Después llegaron audiencias tensas en el Capitolio. Legisladores comenzaron a cuestionar no sólo el manejo operativo del departamento, sino también la manera en que Noem administraba políticamente un aparato extremadamente sensible. A ello se sumaron críticas por gastos elevados, uso de recursos y decisiones internas que comenzaron a incomodar incluso dentro del trumpismo.

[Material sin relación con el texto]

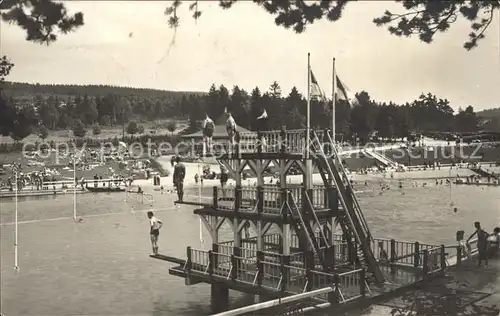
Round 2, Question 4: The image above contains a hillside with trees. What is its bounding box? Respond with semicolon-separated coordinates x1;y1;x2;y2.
0;78;492;141
477;107;500;119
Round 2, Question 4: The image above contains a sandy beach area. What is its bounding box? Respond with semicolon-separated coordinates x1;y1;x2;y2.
134;156;475;191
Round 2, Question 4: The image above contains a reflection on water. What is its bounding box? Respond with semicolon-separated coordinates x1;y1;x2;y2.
0;186;500;315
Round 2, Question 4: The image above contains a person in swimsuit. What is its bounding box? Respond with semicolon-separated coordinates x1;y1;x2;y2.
226;112;236;151
467;222;489;266
202;114;215;154
173;157;186;202
148;211;163;256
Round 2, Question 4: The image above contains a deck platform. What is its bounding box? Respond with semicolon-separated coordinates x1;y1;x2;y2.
151;234;466;314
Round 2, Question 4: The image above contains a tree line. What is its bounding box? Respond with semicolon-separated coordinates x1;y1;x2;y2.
2;81;478;141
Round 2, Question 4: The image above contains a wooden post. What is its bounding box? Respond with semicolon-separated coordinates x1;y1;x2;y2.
413;241;420;268
390;239;397;263
457;245;462;266
280;126;287;155
359;269;366;296
231;254;239;281
257;186;264;214
257;129;262;154
185;247;193;285
256;250;264;287
279;256;289;292
328;273;340;308
212;186;219;209
304;251;314;292
234;132;241;159
234;184;243;212
440;245;446;271
422;249;429;278
208;250;214;277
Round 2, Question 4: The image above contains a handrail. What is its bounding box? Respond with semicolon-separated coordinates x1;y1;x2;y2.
286;190;317;254
306;193;330;247
324;133;373;240
314;134;361;243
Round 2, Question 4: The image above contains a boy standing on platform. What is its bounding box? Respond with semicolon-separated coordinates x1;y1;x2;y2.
148;211;163;256
173;157;186;202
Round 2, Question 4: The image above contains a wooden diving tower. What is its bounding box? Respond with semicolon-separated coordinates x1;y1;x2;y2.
152;128;450;312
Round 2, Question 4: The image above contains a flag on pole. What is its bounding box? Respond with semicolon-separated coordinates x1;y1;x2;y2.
309;69;326;101
335;76;359;106
257;109;267;120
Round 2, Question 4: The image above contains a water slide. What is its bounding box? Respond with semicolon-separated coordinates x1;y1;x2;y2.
363;149;400;169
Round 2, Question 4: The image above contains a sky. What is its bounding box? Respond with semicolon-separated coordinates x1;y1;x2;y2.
0;1;500;110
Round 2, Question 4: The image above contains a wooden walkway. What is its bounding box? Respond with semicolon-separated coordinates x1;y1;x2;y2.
151;235;476;310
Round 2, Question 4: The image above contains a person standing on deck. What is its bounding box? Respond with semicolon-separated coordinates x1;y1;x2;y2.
226;108;236;152
173;157;186;202
148;211;163;256
257;109;269;151
220;165;229;197
467;222;489;266
202;114;215;154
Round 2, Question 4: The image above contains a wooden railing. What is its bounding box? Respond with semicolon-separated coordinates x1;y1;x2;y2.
184;247;368;303
213;129;330;155
213;185;329;214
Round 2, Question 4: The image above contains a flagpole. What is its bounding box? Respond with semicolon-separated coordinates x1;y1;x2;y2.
73;153;76;221
306;53;311;159
332;57;337;145
14;167;19;270
304;53;312;189
198;164;203;246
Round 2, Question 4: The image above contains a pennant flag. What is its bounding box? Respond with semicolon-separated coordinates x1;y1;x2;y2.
309;69;326;101
335;76;359;105
202;114;214;128
257;109;267;120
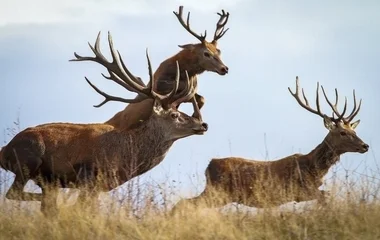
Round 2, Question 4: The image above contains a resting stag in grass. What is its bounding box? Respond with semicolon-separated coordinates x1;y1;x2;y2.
0;31;207;218
173;77;369;213
106;6;229;129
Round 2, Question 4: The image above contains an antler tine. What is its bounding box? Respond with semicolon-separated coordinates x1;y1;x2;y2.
173;6;207;42
344;89;362;123
321;86;347;122
212;9;230;43
172;71;195;106
146;53;180;102
84;77;144;108
344;89;357;122
288;76;324;117
70;31;147;100
345;99;362;122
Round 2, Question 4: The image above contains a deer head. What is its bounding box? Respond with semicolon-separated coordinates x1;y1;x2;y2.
173;6;229;75
288;77;369;154
70;32;208;140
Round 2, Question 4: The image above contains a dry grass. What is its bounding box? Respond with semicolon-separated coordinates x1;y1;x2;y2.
0;188;380;240
0;119;380;240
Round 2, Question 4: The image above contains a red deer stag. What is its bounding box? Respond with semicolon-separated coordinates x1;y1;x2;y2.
173;77;369;213
106;6;229;129
0;34;207;218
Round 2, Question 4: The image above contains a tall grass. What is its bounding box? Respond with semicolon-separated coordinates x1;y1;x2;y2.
0;121;380;240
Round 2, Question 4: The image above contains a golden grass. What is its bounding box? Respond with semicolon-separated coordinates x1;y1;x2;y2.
0;191;380;240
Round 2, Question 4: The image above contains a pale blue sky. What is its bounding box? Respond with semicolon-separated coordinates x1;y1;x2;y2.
0;0;380;206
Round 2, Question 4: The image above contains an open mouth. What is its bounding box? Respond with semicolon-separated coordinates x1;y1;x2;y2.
356;148;368;153
193;129;207;135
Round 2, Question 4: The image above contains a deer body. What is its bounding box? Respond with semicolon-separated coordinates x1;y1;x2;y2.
3;116;176;191
105;6;229;129
173;78;369;212
0;33;207;217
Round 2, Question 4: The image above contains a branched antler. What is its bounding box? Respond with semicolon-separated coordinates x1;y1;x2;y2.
288;76;362;123
70;32;194;107
173;6;207;42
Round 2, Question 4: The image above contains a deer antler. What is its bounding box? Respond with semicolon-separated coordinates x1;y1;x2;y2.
70;32;183;107
212;10;230;44
288;76;362;123
173;6;207;42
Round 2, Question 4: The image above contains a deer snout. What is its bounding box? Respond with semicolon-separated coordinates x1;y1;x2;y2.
202;123;208;131
219;66;228;75
362;143;369;153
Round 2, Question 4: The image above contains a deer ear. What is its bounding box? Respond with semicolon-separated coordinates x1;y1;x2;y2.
351;119;360;129
178;43;194;50
323;115;336;131
153;99;163;114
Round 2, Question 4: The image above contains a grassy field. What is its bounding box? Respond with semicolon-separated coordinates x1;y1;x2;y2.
0;188;380;240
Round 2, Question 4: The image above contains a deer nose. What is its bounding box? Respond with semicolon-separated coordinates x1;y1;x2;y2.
202;123;208;131
362;143;369;151
220;66;228;74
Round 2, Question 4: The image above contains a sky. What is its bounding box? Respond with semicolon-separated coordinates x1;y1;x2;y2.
0;0;380;209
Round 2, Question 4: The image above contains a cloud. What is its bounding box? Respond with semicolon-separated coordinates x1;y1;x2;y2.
0;0;243;26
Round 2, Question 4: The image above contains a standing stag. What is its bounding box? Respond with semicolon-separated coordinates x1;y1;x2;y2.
106;6;229;129
0;34;207;218
173;77;369;212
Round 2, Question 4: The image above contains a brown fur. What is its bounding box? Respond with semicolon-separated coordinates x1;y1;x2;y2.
0;31;207;217
105;6;228;129
173;79;369;212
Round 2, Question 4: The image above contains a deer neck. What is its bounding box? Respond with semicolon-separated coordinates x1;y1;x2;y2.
172;49;205;79
118;116;174;177
306;138;341;176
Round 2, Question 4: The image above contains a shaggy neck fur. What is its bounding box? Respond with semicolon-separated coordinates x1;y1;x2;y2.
101;116;175;182
306;137;342;177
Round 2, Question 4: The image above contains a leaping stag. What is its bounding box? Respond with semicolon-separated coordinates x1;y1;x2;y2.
106;6;229;129
172;77;369;214
0;31;207;215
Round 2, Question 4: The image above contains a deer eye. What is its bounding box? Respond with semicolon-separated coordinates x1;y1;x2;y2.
203;52;211;57
170;113;179;119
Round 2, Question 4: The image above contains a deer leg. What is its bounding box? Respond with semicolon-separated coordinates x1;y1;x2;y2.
317;190;330;206
5;174;42;201
75;189;99;205
41;186;59;217
5;147;42;201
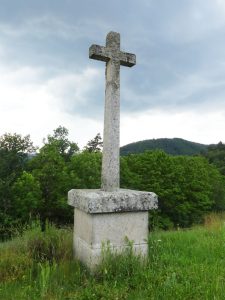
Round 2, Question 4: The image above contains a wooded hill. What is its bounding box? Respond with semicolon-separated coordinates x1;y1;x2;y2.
120;138;208;155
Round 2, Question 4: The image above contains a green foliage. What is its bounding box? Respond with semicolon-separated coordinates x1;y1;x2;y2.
122;151;225;228
0;126;225;234
84;133;103;152
12;171;41;223
120;138;207;155
69;151;102;189
205;142;225;175
0;221;225;300
0;133;35;240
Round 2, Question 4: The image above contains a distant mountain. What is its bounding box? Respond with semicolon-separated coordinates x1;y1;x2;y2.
120;138;208;155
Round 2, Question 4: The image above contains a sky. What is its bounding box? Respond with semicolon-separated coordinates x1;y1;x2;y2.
0;0;225;148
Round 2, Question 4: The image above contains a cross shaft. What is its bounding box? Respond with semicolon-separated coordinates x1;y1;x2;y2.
89;32;136;191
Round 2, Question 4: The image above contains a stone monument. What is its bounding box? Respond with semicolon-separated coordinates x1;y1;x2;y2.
68;32;158;269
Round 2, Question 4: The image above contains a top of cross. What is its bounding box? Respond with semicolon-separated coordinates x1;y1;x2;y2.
89;31;136;67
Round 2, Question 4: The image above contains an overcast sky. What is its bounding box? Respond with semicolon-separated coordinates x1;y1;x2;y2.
0;0;225;147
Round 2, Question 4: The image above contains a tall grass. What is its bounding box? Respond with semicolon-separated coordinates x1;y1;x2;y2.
0;215;225;300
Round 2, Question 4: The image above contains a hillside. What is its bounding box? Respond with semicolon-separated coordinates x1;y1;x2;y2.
120;138;208;155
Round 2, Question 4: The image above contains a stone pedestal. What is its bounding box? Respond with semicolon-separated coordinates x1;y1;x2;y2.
68;189;157;269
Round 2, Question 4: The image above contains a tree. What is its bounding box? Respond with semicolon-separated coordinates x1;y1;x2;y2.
122;151;225;228
203;142;225;175
0;133;36;238
12;171;41;223
45;126;79;161
84;133;103;152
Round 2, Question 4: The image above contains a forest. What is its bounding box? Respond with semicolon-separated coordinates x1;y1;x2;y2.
0;126;225;240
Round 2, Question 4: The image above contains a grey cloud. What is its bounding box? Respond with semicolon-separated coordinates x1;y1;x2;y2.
0;0;225;118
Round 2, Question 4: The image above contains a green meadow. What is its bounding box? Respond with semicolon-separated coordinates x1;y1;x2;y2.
0;215;225;300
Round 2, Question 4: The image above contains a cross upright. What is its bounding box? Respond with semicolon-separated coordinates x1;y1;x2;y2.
89;32;136;192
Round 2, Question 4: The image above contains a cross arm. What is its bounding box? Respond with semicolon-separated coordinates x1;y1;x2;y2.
120;52;136;67
89;45;110;62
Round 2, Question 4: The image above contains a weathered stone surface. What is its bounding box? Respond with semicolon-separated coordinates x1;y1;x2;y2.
68;189;158;214
89;32;136;191
74;208;148;269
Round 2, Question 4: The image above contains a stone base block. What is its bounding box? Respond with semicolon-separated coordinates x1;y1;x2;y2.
74;208;148;269
68;189;157;269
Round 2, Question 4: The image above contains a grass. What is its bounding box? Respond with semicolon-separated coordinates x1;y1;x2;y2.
0;215;225;300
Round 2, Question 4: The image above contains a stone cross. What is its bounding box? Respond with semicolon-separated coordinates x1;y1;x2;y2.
89;32;136;192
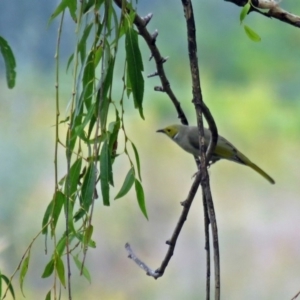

Pero en el entorno de Trump, el verdadero problema suele aparecer cuando alguien deja de controlar la narrativa presidencial. Y eso parece haber ocurrido cuando Noem dejó entrever públicamente que ciertas decisiones estratégicas habían sido avaladas directamente por Trump, algo que después fue desmentido desde el propio entorno presidencial.

En política estadounidense los errores administrativos se sobreviven; las incomodidades personales con el presidente, no siempre.

Así llegó su salida.

El relevo fue inmediato: Markwayne Mullin, senador por Oklahoma, empresario, expeleador de artes marciales mixtas y uno de los republicanos más cercanos a Trump dentro del Senado.

Mullin tiene un perfil distinto al de Noem. Menos exposición mediática, menos narrativa personal y más disciplina política. Trump parece haber apostado por alguien menos protagonista y más funcional a una etapa donde necesita resultados operativos sin desgaste innecesario.

Eso no significa que Noem haya sido expulsada del círculo de poder. En realidad, fue trasladada a una nueva tarea internacional vinculada al llamado escudo hemisférico de seguridad, una estrategia orientada al combate regional contra narcotráfico, crimen organizado y redes transnacionales.

Y ahí aparece México.

Porque cualquier cambio en Seguridad Nacional estadounidense impacta directamente a nuestro país.

Noem representaba una línea frontal, muy ideológica, especialmente visible en el discurso migratorio. Mullin podría significar una etapa menos estridente públicamente, pero quizá más pragmática en la ejecución.

Eso abre tres escenarios. Primero, una renegociación inmediata sobre la forma en que Washington quiere administrar los flujos migratorios en la frontera compartida.

Segundo, mayor presión técnica sobre cooperación en materia de cárteles, rutas de tráfico y control del fentanilo.

Tercero, una interlocución menos mediática pero posiblemente más exigente.

México conoce bien este tipo de movimientos en Washington: cuando Trump cambia una pieza, rara vez es para suavizar; normalmente busca ajustar la maquinaria para que funcione con menos ruido y más control.

Por eso la salida de Noem no necesariamente implica moderación. Puede significar exactamente lo contrario: una nueva etapa donde el endurecimiento se ejerza sin protagonismos personales.

Washington vuelve a demostrar algo que nunca cambia: nadie cae sólo por errores; se cae cuando deja de ser útil al relato central del poder. Y ahora a esperar el nuevo ataque anti migrante.